Description
A quick and tasty meal that combines comforting ramen flavors with colorful vegetables and tender chicken, perfect for busy nights.
Ingredients
- 2 packages (6 oz each) ramen noodles, seasoning packets discarded
- 1 lb boneless, skinless chicken thighs, cut into bite-sized pieces
- 2 tbsp vegetable oil
- 1 red bell pepper, sliced
- 1 cup snap peas
- 1 carrot, julienned
- 3 cloves garlic, minced
- 1 tbsp ginger, minced
- 3 green onions, sliced (white and green parts separated)
- 1/4 cup soy sauce
- 2 tbsp oyster sauce
- 1 tbsp sesame oil
- 1 tsp sugar
- 1/4 tsp white pepper
Instructions
- Bring a pot of water to boil for the ramen noodles.
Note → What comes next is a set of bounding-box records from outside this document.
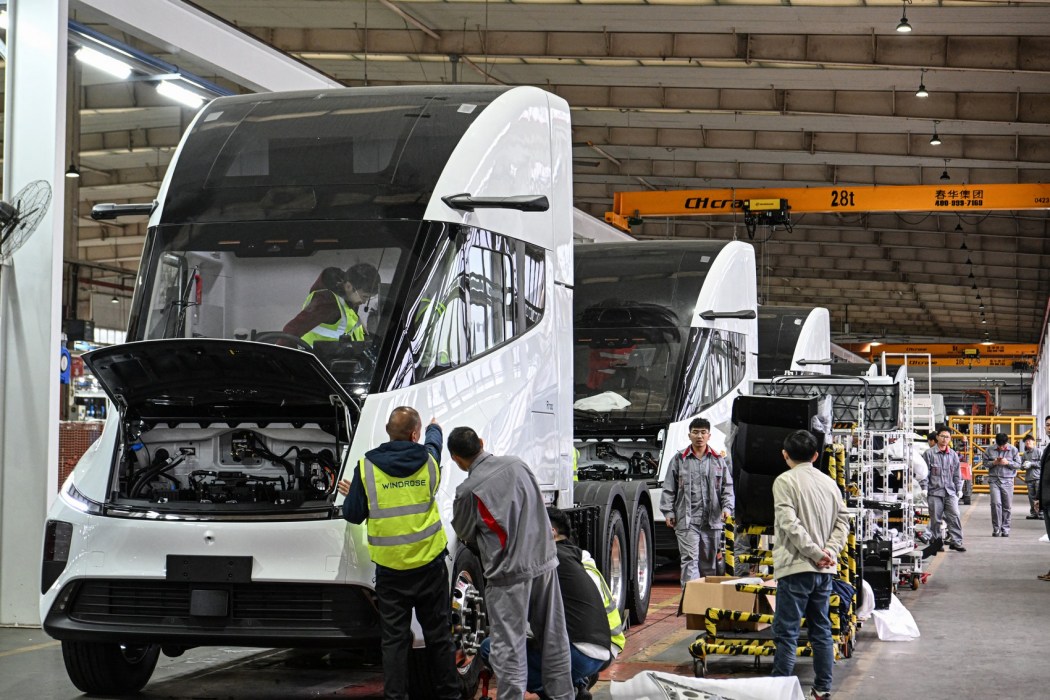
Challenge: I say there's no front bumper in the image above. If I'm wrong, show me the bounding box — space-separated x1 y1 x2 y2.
43 578 379 646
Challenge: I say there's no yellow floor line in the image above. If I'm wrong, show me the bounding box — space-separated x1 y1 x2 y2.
0 641 61 659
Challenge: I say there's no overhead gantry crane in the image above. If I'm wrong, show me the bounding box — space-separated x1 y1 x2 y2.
605 184 1050 231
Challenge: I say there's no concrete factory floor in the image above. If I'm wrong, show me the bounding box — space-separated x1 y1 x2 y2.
0 495 1050 700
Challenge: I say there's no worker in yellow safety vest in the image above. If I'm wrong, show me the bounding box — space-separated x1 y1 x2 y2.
481 506 626 700
282 262 379 347
338 406 461 700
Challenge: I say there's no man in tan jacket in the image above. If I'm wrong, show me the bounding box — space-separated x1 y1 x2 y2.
773 430 849 700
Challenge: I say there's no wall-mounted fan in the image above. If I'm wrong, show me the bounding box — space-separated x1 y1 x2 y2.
0 179 51 262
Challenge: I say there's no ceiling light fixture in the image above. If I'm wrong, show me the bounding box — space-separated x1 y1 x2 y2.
897 0 911 34
916 68 929 98
75 46 131 80
156 80 204 109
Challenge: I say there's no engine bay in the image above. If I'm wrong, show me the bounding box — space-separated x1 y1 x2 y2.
576 440 660 482
111 424 347 513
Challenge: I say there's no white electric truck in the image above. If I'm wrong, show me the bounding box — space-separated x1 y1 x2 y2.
572 240 758 562
40 86 613 697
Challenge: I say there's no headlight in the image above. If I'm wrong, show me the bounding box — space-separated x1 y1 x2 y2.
65 481 102 515
40 521 72 593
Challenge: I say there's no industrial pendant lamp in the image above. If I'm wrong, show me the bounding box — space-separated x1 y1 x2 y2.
916 68 929 98
897 0 911 34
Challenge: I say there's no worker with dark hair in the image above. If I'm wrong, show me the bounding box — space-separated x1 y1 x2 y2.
773 430 849 700
922 425 966 552
659 418 734 589
481 506 625 700
984 432 1021 537
1021 432 1043 521
284 262 379 347
338 406 461 700
447 427 573 700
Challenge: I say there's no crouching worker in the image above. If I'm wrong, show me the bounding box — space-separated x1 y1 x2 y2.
481 506 625 700
339 406 461 700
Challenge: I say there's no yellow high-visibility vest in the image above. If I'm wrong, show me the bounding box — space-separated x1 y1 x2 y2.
358 454 448 571
583 558 627 657
302 290 364 347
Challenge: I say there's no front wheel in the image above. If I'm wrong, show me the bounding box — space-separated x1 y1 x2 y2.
603 510 628 619
630 506 653 624
452 547 488 700
62 641 161 695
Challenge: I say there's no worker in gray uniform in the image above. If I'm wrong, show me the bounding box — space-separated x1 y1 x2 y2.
447 427 575 700
1021 432 1043 521
984 432 1021 537
659 418 734 587
922 426 966 552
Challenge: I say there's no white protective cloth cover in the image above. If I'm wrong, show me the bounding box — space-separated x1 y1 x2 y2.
610 671 805 700
857 579 875 620
572 391 631 412
872 595 919 641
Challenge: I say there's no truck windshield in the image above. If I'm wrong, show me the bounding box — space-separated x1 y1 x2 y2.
128 220 421 394
573 241 721 434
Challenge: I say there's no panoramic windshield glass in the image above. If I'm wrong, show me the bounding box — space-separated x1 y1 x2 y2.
573 242 717 432
129 221 420 393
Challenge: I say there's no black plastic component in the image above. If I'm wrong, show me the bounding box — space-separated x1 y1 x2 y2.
565 506 602 553
165 554 252 584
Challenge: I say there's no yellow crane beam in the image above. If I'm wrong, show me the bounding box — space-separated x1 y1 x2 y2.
605 184 1050 231
842 343 1038 368
841 343 1040 359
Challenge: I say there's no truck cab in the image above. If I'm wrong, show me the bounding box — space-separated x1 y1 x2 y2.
40 86 572 695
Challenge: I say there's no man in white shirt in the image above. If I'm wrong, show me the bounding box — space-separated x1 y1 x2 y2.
773 430 849 700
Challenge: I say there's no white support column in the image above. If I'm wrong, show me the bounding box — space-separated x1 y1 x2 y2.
0 0 68 624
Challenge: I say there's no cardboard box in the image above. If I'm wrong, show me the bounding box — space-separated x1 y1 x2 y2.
681 576 776 632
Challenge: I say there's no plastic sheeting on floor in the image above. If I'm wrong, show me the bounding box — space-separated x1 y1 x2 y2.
872 595 919 641
610 671 805 700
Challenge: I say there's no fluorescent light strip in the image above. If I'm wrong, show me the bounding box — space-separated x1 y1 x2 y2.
156 80 204 109
76 46 131 80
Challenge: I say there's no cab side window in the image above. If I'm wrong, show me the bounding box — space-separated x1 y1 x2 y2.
390 225 546 388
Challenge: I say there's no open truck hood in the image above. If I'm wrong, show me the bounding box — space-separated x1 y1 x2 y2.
78 338 356 427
- In a small bowl, mix the soy sauce, oyster sauce, sesame oil, sugar, and white pepper to make the sauce. Set aside.
- Heat 1 tablespoon of vegetable oil in a large wok or skillet over high heat.
- Add the chicken pieces and stir-fry until golden brown and cooked through, about 5-6 minutes. Remove the chicken from the pan and set aside.
- In the same pan, add the remaining oil. Stir-fry the bell pepper, snap peas, and carrot for 2-3 minutes until they are crisp-tender.
- Add the minced garlic, ginger, and the white parts of the green onions. Stir-fry for another 30 seconds until fragrant.
- Meanwhile, cook the ramen noodles in the boiling water for 2 minutes (slightly undercooked). Drain well.
- Add the cooked chicken back to the pan with the vegetables. Toss in the cooked ramen noodles and sauce. Stir-fry everything together for 2-3 minutes until well combined and heated through.
- Garnish with the green parts of the sliced green onions and serve hot.
Notes
Make sure not to overcook the noodles. Adjust vegetables based on your preference. This dish can be made with chicken breast for a leaner option.